“On Political Suicide”

by | November 19, 2014

On Tuesday 18, November 2014 people who have expressed interest in Civil Rights in Public Education Inc. (CRIPE) received this message:

On Political Suicide


Some people, when asked for their opinion on the abolition of the public funding of the Roman Catholic separate school system, have said they thought such a move would be political suicide. Their reason seemed to be “because there are enough Roman Catholics in the province to throw out a government if one dared to do so.”


However, all evidence that I can find leads to the opposite conclusion.


1) Having a policy of supporting separate school funding did not get the Liberals or the NDP elected when Bill Davis was premier. . . .


2) After Bill Davis made separate school funding part of the Progressive Conservative platform for 1985, the next election reduced his party to a minority and the next election put the PCs in the political basement until 1995. Why didn’t this policy result in overwhelming support from the Roman Catholics?


3) Going back further, despite intense lobbying by the Roman Catholic church, Wilfred Laurier, a Quebecer and a Roman Catholic, when in opposition, spoke against a remedial bill in the federal Parliament to force Manitoba to reinstate the publicly-funded Roman Catholic separate school system which Manitoba abolished in 1890. The next year Laurier was Prime Minister. Why didn’t the RCs punish him for not forcing Manitoba to return public funding to the RC separate schools? Laurier did not commit political suicide through his non-support of publicly-funded Roman Catholic schools in Manitoba.


4) Despite an intense campaign by the Roman Catholic Church in Newfoundland to defeat the proposed school reforms in a referendum, the vote in St. John’s, with a majority of Roman Catholic residents, was more in favour of the reforms than the provincial average.


5) Despite an intense lobbying campaign by the Roman Catholic church of MPs, and despite a Roman Catholic Prime Minister, and despite a free vote allowed by the federal government, the constitutional changes for Newfoundland were passed by an overwhelming vote of 171 to 41. No political party committed suicide in the process.


6) On a political talk show in early January of 1997, Premier Brian Tobin of Newfoundland and his two opposition leaders were questioned.
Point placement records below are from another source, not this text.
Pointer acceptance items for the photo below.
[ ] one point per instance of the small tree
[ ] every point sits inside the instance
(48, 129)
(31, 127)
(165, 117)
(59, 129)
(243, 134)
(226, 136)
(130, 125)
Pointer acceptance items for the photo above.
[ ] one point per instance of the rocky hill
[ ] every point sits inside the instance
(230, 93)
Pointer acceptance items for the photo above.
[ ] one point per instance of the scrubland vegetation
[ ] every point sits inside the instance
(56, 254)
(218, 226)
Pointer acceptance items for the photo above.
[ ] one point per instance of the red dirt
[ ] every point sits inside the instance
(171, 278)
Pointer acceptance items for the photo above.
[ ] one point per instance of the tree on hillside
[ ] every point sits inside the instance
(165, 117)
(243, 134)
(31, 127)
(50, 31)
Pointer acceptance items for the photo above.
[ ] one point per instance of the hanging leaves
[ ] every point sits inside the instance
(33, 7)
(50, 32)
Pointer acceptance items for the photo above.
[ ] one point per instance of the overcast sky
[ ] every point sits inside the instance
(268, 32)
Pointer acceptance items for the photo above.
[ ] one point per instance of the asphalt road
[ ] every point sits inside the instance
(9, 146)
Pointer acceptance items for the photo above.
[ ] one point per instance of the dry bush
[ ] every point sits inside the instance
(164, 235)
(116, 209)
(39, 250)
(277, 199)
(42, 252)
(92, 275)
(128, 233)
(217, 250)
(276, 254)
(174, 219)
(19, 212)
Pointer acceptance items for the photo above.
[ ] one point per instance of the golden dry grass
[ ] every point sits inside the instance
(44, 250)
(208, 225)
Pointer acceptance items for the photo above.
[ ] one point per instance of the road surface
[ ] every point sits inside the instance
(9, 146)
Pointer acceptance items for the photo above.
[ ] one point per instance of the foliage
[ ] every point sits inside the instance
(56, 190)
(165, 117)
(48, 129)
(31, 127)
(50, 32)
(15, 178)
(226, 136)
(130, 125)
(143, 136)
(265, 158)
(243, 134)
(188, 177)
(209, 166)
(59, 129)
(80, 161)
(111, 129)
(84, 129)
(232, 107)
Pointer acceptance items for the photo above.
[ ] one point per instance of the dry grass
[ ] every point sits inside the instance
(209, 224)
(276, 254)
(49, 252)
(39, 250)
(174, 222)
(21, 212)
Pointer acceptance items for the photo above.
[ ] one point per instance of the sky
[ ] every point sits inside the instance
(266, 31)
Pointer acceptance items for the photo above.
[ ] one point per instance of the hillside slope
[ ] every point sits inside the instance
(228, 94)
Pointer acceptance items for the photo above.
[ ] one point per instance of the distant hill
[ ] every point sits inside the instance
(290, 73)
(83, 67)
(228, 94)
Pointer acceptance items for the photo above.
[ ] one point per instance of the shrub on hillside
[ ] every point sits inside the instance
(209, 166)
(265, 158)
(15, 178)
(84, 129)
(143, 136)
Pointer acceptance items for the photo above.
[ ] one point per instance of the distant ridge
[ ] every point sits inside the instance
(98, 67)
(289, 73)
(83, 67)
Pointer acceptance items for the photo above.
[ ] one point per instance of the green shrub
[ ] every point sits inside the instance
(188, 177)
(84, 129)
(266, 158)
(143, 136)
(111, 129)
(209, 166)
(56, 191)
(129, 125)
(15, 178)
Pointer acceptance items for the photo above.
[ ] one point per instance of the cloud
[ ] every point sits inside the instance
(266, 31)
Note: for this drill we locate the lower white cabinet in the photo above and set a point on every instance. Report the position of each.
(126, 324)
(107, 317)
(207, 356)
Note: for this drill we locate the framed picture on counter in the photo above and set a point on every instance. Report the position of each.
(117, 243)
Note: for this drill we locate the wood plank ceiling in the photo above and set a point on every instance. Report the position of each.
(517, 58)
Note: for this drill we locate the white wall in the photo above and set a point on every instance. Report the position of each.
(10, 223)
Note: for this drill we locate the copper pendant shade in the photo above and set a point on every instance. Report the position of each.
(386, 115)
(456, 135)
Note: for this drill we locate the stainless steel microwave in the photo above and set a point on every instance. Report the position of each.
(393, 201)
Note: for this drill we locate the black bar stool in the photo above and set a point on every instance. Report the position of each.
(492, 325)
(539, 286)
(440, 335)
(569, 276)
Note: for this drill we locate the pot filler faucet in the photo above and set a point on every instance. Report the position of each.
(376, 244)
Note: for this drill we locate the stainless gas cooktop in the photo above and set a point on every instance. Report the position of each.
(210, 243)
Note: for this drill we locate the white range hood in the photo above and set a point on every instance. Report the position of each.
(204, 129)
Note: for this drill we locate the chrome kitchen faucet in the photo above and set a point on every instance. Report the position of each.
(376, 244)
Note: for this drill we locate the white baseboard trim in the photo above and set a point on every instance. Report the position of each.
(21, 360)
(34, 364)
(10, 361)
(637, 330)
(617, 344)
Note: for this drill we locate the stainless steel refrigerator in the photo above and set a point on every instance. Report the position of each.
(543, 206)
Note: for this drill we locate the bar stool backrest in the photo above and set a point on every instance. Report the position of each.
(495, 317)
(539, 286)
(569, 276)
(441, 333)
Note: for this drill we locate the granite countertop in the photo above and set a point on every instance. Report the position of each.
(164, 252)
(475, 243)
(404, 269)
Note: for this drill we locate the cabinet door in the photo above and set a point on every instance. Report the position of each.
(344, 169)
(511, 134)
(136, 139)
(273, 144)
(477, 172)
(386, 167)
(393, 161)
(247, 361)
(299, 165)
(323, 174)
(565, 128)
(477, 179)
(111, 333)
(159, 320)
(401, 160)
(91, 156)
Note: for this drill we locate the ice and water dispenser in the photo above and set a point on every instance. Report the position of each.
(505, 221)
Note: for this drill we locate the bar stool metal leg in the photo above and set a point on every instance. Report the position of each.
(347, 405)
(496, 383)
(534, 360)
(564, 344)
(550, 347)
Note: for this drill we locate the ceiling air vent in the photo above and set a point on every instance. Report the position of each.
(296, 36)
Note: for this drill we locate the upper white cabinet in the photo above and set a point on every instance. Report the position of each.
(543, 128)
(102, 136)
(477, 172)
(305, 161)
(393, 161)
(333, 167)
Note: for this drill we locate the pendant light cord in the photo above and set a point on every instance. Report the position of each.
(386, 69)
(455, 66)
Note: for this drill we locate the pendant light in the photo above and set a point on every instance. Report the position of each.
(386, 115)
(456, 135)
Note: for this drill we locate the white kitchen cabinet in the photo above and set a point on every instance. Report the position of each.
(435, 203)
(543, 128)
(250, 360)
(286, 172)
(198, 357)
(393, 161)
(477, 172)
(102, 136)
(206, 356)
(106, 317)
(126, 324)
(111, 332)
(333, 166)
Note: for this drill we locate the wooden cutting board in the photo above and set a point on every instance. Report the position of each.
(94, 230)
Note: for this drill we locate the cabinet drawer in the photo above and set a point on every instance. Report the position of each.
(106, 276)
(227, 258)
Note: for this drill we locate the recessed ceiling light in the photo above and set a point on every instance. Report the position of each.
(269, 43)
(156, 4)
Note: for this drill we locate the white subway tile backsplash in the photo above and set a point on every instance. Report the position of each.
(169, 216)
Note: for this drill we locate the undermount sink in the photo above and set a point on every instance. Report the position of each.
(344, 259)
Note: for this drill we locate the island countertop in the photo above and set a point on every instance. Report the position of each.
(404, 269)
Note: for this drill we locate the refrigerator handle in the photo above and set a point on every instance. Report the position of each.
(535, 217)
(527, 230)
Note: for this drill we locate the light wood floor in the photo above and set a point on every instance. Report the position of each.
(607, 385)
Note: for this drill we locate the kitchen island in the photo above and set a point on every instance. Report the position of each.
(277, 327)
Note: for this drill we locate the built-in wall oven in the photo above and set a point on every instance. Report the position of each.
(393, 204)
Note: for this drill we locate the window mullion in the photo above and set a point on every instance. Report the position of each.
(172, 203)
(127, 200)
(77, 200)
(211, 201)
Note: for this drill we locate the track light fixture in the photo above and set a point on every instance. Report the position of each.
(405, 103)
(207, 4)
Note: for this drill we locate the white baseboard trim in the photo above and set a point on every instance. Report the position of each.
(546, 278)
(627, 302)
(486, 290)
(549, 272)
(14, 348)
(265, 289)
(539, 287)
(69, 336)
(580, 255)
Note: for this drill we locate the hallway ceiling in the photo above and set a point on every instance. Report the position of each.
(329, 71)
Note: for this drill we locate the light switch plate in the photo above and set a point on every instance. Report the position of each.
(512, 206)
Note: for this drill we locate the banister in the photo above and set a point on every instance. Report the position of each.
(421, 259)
On the topic of the school referendum to abolish church control of education, Tobin was asked: “Did you check with the RC church on this?” Tobin’s reply went something like this: “When I campaigned for election as Premier, I campaigned to represent all the people of Newfoundland and not the RC church. I am a Roman Catholic and so are my two colleagues, but we all supported the reform of the Newfoundland school system.” There was no political suicide.


7) Through submissions to the Estates General in Quebec with regard to the abolition of the denominational school system in Quebec, 67% of Quebecois agreed and 88% wanted community schools notwithstanding the religion of the parents. The Association of Quebec Bishops also agreed it was time for change. There are no longer any publicly-funded Roman Catholic schools in Quebec – and no political party committed suicide in the process.


8) The only very evident and acknowledged political suicide where religion is concerned, was the political suicide of Bill Davis and his progressive Conservative government when he added the public funding of the Roman Catholic separate school system to PC policy. That political suicide put the PCs into the political basement for 10 long years.


9) If anyone has an example of a political party committing suicide as a result of that party instituting any policy which removes Roman Catholic privilege, saves the government over a $ billion every year, and finally comes in compliance with the International Covenant on Civil and Political Rights, I would be pleased to be informed.

2 thoughts on ““On Political Suicide”

  1. Tim Underwood

    I think you will find that Roman Catholics are more likely to accept public education when they are in the majority. When they are in the minority, or even in a balanced demographic, they seem to feel more threatened.

    South Ireland versus North Ireland is a case in point.

    Even that horrible mess in Vietnam was over the minority Catholic school system (80% Buddhist)failing to be dominate; as much as it was about anything intelligible.

    Here in Saskatoon the new Tommy Douglas High School was built along side a new Holy Whatever. Both campuses are approximately equal in size.

    Naturally this selfish funding-grab and job-grab by one religious sect doesn’t go unnoticed by all the various other solitudes.

    When religious segregationists complain about atheist intellectual challenges to their dogmas they should realize that it is because they are living in a democracy where political maneuvering is noticed.

  2. Danny Handelman

    While the Progressive Conservatives of Ontario won the plurality of electoral districts in the 1985 provincial election, they received a lower proportion of the popular vote than the Liberals effectively as a result of the overrepresentation of rural areas.

    There are publicly-funded Catholic schools in Quebec due to government subsidies (through tuition and preferential tax treatment). There are no denominational school boards in Quebec.

    Approximately a third of Catholic taxpayers in Ontario elect to direct their taxes toward the secular school boards currently, not that this has a direct effect on the funding formula.